Michigan Senate Votes to Shutdown Two State Prisons, Send Inmates to GEO Correctional Facility
"If this were to happen and that, obviously, is a big ‘if,’ this would be a fully-run, state-run prison."
That big ‘if’ includes a plan to close down two state prisons and potentially move the inmates and staff to Northern Michigan …
A Michigan Senate panel voted to pass the proposal yesterday.
It could save millions of taxpayer dollars and mean a big move for a lot of people.
The prison proposal would send inmates and staff from two prisons to the Baldwin North Lake Correctional Facility, or GEO Prison, in Lake County.
9&10’s Cody Boyer and photojournalist Jeff Blakeman learned more from the senator behind the plan and the department of corrections.
This new plan could make the GEO Prison a state-run facility and, according to the sub-committee who came up with the idea, could save millions.
"It’s something that’s needed, very needed," says LeeAnn Russell, president of the Lake County Chamber of Commerce.
It’s a proposal that could bring many state inmates and hundreds of state employees to Baldwin.
"I would hope that it would mean that it’s going to bring a little commerce to the community, a little more people to come in and visit the town and purchase property," Russell says.
The idea began with State Senator John Proos, chair of the Michigan Senate Sub-Committee of Appropriation.
"We’ve seen a steady decline over the last year and a significant decline over the last six months that we believe will continue to the point where closing two facilities is a smart budget move," Proos says.
That ‘smart budget move’ means a possibility of $16 million of net annual savings but the Michigan Department of Corrections says there could also be risk.
"We have 14,000 employees across the state so we know that when the legislature puts out proposals like this, to close prisons, it obviously has an impact on the family members and the staff members and all of our prisons and what this means for them," says Chris Gautz, public information officer at the Michigan Department of Corrections. "There would be a potential loss of jobs, possibly several hundred, so obviously that is something that our staff has been watching very closely. It’s still pretty early in the process."
If the plan happens, Gautz says inmate and staff arrangements would change.
"For us to move our prisoners there, those prisoners would have to be moved out and only our staff would be working in that facility," Gautz says. "If we were to lease the space, it would be all our employees that are working there. We would not co-mingle our prison populations with another state. It presents a host of security issues and other issues for us."
The department says they would lease the prison from the GEO Group, who says they support the proposed plan and will track its process.
It’s a plan that’s possible because of a dropping inmate population in Michigan.

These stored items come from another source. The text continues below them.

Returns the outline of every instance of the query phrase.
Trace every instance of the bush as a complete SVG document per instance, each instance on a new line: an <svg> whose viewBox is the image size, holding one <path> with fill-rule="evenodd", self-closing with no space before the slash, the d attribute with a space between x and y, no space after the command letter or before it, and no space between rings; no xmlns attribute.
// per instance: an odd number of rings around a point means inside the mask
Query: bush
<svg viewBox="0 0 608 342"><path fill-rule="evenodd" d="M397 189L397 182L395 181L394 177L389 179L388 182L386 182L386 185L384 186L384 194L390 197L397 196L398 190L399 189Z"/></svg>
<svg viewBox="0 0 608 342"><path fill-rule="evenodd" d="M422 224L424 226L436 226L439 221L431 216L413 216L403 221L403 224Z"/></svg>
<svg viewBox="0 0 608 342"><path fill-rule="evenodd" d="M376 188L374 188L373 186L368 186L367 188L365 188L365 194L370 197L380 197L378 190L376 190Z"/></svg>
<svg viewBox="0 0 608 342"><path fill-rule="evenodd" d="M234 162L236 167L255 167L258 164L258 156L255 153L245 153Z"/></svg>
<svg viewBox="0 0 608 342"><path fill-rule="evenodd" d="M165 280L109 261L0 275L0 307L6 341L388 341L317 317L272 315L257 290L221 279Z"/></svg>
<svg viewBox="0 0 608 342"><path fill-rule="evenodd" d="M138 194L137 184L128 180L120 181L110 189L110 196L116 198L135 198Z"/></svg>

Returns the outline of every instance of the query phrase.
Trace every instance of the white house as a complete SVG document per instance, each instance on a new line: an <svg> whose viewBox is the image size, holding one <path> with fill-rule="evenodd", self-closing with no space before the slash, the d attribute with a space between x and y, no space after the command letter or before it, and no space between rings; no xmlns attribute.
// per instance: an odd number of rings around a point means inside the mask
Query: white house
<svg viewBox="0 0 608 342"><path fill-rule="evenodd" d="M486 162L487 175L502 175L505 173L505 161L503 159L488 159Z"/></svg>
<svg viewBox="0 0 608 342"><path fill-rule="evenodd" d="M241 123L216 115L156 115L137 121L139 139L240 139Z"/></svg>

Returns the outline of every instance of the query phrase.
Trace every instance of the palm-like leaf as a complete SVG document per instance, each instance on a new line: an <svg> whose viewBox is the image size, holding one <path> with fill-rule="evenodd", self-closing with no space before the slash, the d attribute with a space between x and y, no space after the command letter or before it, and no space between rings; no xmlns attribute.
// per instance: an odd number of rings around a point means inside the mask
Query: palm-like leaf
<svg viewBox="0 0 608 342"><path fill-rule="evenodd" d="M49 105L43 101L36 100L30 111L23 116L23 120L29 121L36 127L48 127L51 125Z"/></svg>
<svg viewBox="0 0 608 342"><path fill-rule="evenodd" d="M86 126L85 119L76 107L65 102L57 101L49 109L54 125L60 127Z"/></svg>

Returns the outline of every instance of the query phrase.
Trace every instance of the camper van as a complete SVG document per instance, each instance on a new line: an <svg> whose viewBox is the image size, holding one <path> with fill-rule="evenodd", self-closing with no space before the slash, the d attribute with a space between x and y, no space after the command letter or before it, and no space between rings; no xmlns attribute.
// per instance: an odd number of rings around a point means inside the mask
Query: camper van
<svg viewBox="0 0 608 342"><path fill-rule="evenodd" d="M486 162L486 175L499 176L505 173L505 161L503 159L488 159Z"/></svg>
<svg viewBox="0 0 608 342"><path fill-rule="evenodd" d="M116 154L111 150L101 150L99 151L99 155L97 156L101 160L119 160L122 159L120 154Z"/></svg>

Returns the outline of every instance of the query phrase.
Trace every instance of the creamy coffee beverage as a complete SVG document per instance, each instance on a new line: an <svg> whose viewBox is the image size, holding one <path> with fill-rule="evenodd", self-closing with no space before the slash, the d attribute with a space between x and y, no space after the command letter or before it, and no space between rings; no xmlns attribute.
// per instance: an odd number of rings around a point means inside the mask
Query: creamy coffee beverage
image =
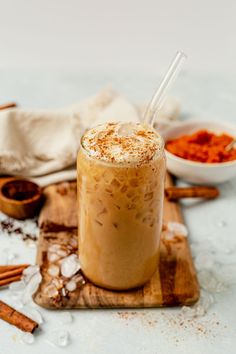
<svg viewBox="0 0 236 354"><path fill-rule="evenodd" d="M87 131L78 153L79 258L98 286L146 283L158 264L165 157L160 135L140 123Z"/></svg>

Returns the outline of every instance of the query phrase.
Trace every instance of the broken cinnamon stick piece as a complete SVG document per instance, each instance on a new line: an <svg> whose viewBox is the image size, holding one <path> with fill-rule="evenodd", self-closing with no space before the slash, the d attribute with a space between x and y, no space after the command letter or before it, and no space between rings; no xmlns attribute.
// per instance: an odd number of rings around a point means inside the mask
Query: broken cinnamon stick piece
<svg viewBox="0 0 236 354"><path fill-rule="evenodd" d="M165 189L165 196L170 201L181 198L206 198L218 197L219 190L216 187L193 186L193 187L169 187Z"/></svg>
<svg viewBox="0 0 236 354"><path fill-rule="evenodd" d="M15 108L17 104L15 102L8 102L0 105L0 110L7 109L7 108Z"/></svg>
<svg viewBox="0 0 236 354"><path fill-rule="evenodd" d="M25 332L33 333L38 327L37 322L13 309L3 301L0 301L0 318Z"/></svg>

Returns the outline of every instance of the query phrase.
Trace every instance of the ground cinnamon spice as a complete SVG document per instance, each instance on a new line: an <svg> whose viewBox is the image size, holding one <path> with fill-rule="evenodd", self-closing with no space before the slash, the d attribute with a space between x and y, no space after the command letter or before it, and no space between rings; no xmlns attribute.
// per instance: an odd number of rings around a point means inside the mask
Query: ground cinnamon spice
<svg viewBox="0 0 236 354"><path fill-rule="evenodd" d="M199 130L192 135L183 135L166 143L167 151L186 160L218 163L236 160L236 149L225 148L233 141L228 134L214 134Z"/></svg>

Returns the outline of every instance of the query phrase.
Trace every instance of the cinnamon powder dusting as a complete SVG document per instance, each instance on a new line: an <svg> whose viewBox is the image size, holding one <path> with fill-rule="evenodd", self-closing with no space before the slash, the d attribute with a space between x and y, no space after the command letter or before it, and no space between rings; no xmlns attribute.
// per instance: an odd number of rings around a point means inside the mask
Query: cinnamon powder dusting
<svg viewBox="0 0 236 354"><path fill-rule="evenodd" d="M162 138L140 123L106 123L90 129L82 146L91 157L116 164L145 164L162 152Z"/></svg>

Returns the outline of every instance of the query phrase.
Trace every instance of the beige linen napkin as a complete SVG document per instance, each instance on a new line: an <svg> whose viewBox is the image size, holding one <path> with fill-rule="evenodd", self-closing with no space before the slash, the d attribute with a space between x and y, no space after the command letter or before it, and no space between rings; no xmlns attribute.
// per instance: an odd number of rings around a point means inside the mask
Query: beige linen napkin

"That, to me, is a step in the right direction," Proos says. "The Department of Corrections should want to work their way out of existence entirely because that would mean the need for the physical infrastructure has decreased to such degree that we are shutting facilities down."
State lawmakers are pushing to make this budget decision , and many more, for a final state budget by early June.
"This is a proposal. It’s not today," Gautz says. "It’s the subcommittee’s proposal so this is one step in the legislative process. There are committee steps still to go so it doesn’t mean this is definitely going to happen but it also doesn’t mean it is definitely not going to happen. We need to take some time and work with the governor’s office, as well as the House and the Senate, to determine whether or not this indeed a path that we are going to go down."
The GEO Group’s full statement reads:
"GEO is supportive of the proposed legislative plan, which would allow the State of Michigan to maximize the use of a newer, safer, and less costly facility, while continuing to provide needed correctional bed space, services, and programs with state employees and under management from the Michigan Department of Corrections. Our company will continue to track the progress of the proposed legislative plan, and we look forward to working with all relevant parties."